Page:Eyma, Les peaux noires, Lévy, 1857.djvu/29

Le texte de cette page a été corrigé et est conforme au fac-similé.

Firmin s’était retiré, dès son arrivée à la Martinique, sur une des habitations de feu son père, à la Caravelle, dans la partie nord de la colonie. Là, au milieu des béatitudes matérielles de la vie d’un riche colon, il avait laissé tomber à la mer, un à un, tous les souvenirs de Paris, sans que l’idée lui vînt d’aller les repêcher.
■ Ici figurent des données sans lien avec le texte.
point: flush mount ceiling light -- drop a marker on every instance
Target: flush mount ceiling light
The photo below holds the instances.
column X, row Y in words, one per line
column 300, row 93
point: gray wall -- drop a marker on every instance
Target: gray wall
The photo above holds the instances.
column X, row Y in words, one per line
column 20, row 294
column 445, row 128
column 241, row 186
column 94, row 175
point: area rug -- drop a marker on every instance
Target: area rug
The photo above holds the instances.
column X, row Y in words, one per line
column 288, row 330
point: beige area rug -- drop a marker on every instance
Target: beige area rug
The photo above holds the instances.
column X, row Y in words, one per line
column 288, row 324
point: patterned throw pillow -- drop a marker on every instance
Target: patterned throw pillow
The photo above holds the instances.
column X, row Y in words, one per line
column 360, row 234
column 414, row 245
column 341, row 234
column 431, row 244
Cette existence, composé monotone de rêverie, de nonchalante oisiveté, de privations dans l’abondance ; cette existence, dis-je, a en effet un charme si puissant, que quiconque l’a goûtée la regrette en présence même de plaisirs plus réels, plus variés.
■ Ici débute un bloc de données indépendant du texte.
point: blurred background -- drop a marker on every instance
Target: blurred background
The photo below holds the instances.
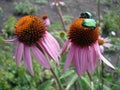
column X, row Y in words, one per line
column 106, row 13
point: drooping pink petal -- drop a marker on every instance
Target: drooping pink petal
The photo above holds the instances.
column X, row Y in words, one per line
column 92, row 59
column 80, row 60
column 47, row 22
column 19, row 53
column 69, row 57
column 28, row 59
column 101, row 57
column 12, row 40
column 51, row 47
column 40, row 57
column 67, row 43
column 77, row 61
column 25, row 62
Au nombre des souvenirs qui auraient pu lui être les plus chers, il en était un que Firmin avait laissé se noyer comme les autres, sans que son cœur s’en fût ému. Il s’agit, on le devine, d’une femme, créole comme lui, jeune et belle, et qui avait fait grand bruit dans les salons de Paris par son luxe, par sa vie élégante et par ses grâces exceptionnelles. Madame de Mortagne, ainsi elle se nommait, s’était mariée à Paris. Quoiqu’elle possédât de vastes propriétés dans la colonie, elle semblait ne devoir jamais y revenir : aussi Firmin avait-il été très-étonné, en apprenant tout à coup l’arrivée à Saint-Pierre de madame de Mortagne. Il y avait là évidemment un mystère dont il se préoccupa bien pendant deux ou trois heures, puis il n’y songea plus.
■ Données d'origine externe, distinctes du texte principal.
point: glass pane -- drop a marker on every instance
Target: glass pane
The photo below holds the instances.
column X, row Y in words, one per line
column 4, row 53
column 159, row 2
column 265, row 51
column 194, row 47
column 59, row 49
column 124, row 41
Un matin, cependant, Firmin fut éveillé par un billet satiné qui lui annonçait que madame de Mortagne devait s’arrêter, le lendemain, sur une petite habitation vivrière[1], située à la Calebasse, espèce de col désert et montueux ouvert en pleine forêt, et qui est le passage obligé pour se

  1. On appelle habitations vivrières aux Antilles, les propriétés sur lesquelles on cultive les légumes et les fruits. Les habitants vivriers sont pauvres pour la plupart, et un grand nombre d’entre eux appartient à la classe des gens de couleur libres, hommes et femmes.